12 de diciembre de 2015.

 

[1] La interpretación de Alfredo Jaar sobre su propia obra está relativamente próxima a esta posición “poscolonial” sobre laBienale en la medida en que él quiso hacer una crítica del modelo de los pabellones nacionales, que según él no tienen sentido en un mundo tan “líquido” y “desterritorializado” como el nuestro. Cabría preguntarse a quién se refiere Jaar cuando habla en primera personal del plural de “nosotros” toda vez que estamos hablando de un “señorito de izquierdas” afincado en Nueva York cuyas lecturas de Deleuze y Bauman están absolutamente desvinculadas de los procesos de nation building(Escocia, Hungría, Cataluña, etc.) que han marcado lo que llevamos de segunda década del siglo XXI.

[2] AA.VV., “Las carreras con más empleo”, El País, 29 de octubre de 2014.

[3] Sobre la relación entre el arte y las luchas sociales actuales he escrito más detalladamente en “¿Hay precariedad en el mundo del arte?”, Akme, 18 de diciembre de 2014.

[4] Salvador Barrantes, Los imperios financieros y el modo de producción capitalista, Horizonte, Lima, 1975, p. 114, subrayados míos. Otros casos de este uso marxistizante del término “emergente” se pueden encontrar en Alberto Tauro del Pino,Perú: época republicana, Ediciones Peisa, Lima, 1975, p. 27 y José Manuel Mejía, Sindicalismo y reforma agraria en el valle de Chancay, Instituto de Estudios Peruanos, Lima, 1975, p. 55.

[5] Documento notarial anónimo publicado por Carmelo Luis López y Gregorio del Ser Quijano en la Institución Gran Duque de Alba (1990-1991).
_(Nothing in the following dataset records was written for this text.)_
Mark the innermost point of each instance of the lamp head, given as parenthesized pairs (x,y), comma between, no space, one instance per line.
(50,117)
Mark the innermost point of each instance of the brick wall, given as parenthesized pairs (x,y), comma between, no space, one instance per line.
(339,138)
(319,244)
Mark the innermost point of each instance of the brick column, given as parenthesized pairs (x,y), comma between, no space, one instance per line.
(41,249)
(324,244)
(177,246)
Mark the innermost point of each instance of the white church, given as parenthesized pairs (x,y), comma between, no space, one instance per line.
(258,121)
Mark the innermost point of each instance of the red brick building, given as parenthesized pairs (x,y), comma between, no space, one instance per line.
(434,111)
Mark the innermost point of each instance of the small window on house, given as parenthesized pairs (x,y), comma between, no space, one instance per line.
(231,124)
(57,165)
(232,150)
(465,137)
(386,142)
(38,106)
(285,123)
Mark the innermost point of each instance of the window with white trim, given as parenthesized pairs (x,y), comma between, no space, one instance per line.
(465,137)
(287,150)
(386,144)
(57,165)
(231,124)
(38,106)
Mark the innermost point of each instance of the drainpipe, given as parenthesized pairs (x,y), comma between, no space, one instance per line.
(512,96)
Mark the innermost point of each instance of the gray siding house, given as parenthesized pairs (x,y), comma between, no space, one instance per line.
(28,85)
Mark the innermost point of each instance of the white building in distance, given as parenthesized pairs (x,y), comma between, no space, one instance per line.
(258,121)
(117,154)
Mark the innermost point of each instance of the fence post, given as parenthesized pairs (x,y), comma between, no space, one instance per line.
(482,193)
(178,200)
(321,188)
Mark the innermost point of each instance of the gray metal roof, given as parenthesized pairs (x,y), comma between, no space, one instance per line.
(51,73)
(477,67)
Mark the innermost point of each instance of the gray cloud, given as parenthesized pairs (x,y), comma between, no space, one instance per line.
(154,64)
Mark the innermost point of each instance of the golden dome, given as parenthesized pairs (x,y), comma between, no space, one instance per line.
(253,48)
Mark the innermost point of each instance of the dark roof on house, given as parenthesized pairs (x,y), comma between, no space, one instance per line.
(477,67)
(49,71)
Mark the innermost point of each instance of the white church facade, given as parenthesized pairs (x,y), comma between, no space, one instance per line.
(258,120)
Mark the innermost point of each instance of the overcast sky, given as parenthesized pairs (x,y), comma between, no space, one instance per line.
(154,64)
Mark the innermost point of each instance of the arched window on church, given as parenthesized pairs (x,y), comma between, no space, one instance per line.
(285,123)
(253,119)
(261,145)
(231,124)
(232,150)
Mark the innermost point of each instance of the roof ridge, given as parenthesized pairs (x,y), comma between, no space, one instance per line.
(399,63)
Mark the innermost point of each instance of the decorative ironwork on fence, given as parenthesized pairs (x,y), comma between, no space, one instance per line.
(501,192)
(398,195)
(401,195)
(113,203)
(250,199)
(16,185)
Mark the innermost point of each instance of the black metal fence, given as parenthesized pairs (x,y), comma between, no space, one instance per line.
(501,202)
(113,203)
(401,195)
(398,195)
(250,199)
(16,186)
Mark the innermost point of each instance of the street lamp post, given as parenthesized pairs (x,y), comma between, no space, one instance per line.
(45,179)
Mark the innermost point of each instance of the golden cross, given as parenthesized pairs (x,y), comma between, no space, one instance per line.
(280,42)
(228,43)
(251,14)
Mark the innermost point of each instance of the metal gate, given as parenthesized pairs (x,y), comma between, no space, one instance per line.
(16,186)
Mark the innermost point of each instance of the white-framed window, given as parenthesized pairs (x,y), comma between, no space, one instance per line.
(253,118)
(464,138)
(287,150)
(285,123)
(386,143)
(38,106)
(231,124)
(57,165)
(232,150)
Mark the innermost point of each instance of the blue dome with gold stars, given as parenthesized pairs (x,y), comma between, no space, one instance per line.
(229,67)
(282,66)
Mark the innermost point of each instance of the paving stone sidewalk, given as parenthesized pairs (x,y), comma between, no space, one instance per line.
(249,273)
Dicho sea de paso, es curioso que otra de las palabras fetiche del mundo del arte actual, “proceso”, tenga en castellano (y en alemán: véase Der Prozess de Franz Kafka) un sentido primariamente judicial.

[6] Antonio Maura y Montaner, Dictámenes. Tomo II: Propiedad, posesión, usufructo y propiedades especiales, Saturnino Calleja, Madrid, 1929, pp. 453-454.
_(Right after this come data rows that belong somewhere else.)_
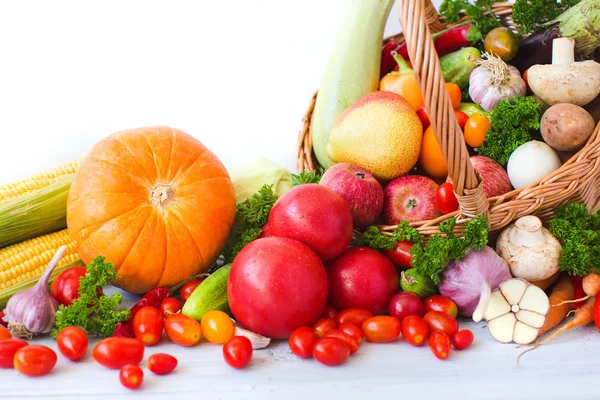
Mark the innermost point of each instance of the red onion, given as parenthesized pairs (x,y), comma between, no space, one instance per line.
(469,282)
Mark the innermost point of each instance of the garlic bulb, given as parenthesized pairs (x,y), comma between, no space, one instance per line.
(494,80)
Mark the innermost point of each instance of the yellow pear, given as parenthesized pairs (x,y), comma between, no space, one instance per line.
(379,132)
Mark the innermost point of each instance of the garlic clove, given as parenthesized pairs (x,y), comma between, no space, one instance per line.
(513,290)
(502,328)
(531,318)
(524,334)
(497,306)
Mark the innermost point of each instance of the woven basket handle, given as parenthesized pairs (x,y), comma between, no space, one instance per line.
(414,16)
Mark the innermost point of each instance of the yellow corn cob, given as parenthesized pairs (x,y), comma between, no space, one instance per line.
(13,190)
(30,258)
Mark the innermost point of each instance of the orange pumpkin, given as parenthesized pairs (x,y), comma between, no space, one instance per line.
(155,202)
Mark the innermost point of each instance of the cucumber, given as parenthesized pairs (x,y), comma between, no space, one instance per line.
(457,66)
(352,70)
(210,295)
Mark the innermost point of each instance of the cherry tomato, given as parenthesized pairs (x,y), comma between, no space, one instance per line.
(8,348)
(72,342)
(131,376)
(352,330)
(441,303)
(183,330)
(462,118)
(475,129)
(400,255)
(161,363)
(439,343)
(381,329)
(440,321)
(331,351)
(217,327)
(4,333)
(462,339)
(329,312)
(354,316)
(114,352)
(445,199)
(415,330)
(35,360)
(352,342)
(188,288)
(170,306)
(323,325)
(237,352)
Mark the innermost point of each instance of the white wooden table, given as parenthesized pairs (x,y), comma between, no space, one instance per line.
(566,368)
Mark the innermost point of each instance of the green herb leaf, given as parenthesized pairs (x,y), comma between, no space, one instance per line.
(97,315)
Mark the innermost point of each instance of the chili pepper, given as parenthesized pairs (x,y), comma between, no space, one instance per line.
(151,299)
(578,292)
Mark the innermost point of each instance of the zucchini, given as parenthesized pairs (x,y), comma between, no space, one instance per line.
(353,68)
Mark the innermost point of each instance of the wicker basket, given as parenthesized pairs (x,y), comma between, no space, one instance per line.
(578,180)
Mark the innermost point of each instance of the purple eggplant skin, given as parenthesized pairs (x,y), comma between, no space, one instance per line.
(536,49)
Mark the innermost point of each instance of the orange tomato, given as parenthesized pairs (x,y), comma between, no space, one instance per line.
(475,129)
(455,94)
(431,157)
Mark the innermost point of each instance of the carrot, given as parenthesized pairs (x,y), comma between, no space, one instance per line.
(562,292)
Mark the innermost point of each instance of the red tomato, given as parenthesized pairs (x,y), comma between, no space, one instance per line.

[7] Rosa Apablaza Valenzuela, “Arte emergente/Arte sumergente”, arteycritica.org, abril 2014.

[8] AA.VV., “Convocatoria para o festival de tecnoxamanismo“,tecnoxamanismo.hotglue.me.

[9] Hernán Casciari, “Renuncio”, editorialorsai.com, 30 de septiembre de 2010.

[10] Un ejemplo que no hay que tomar a mal de artista sumergente es el pintor segoviano Carlos León, quien siempre estuvo en el lugar correcto en el momento adecuado, pintando abstracción en el París del support-surfaces de los 70, familiarizándose la Movida Madrileña durante los 80, recibiendo la aprobación de un jubilado Clement Greenberg en el Nueva York de los 90, por la razón que sea ha superado la edad de 65 años sin haberse consolidado como lo han hecho sus compañeros estilísticos de generación (principalmente el grupo Trama).

[11] Esta es la correlación entre los artistas emergentes seleccionados por García-Alix y sus fechas de nacimiento en estricto orden cronológico: Xavier Arenos (1968), Asier Mendizábal (1973), Elena Bajo (1976), Isae Ikenaga (1977), Arturo Hernández Alcazar (1978), Carlos Motta (1978), Santiago Giralda (1980), Belén rodríguez (1981), José Diaz (1981) y Adrián Melis (1985). Véase Alberto García-Alix, “10 artistas emergentes de ARCO 2015”, El Huffintong Post, 28 de febrero de 2015.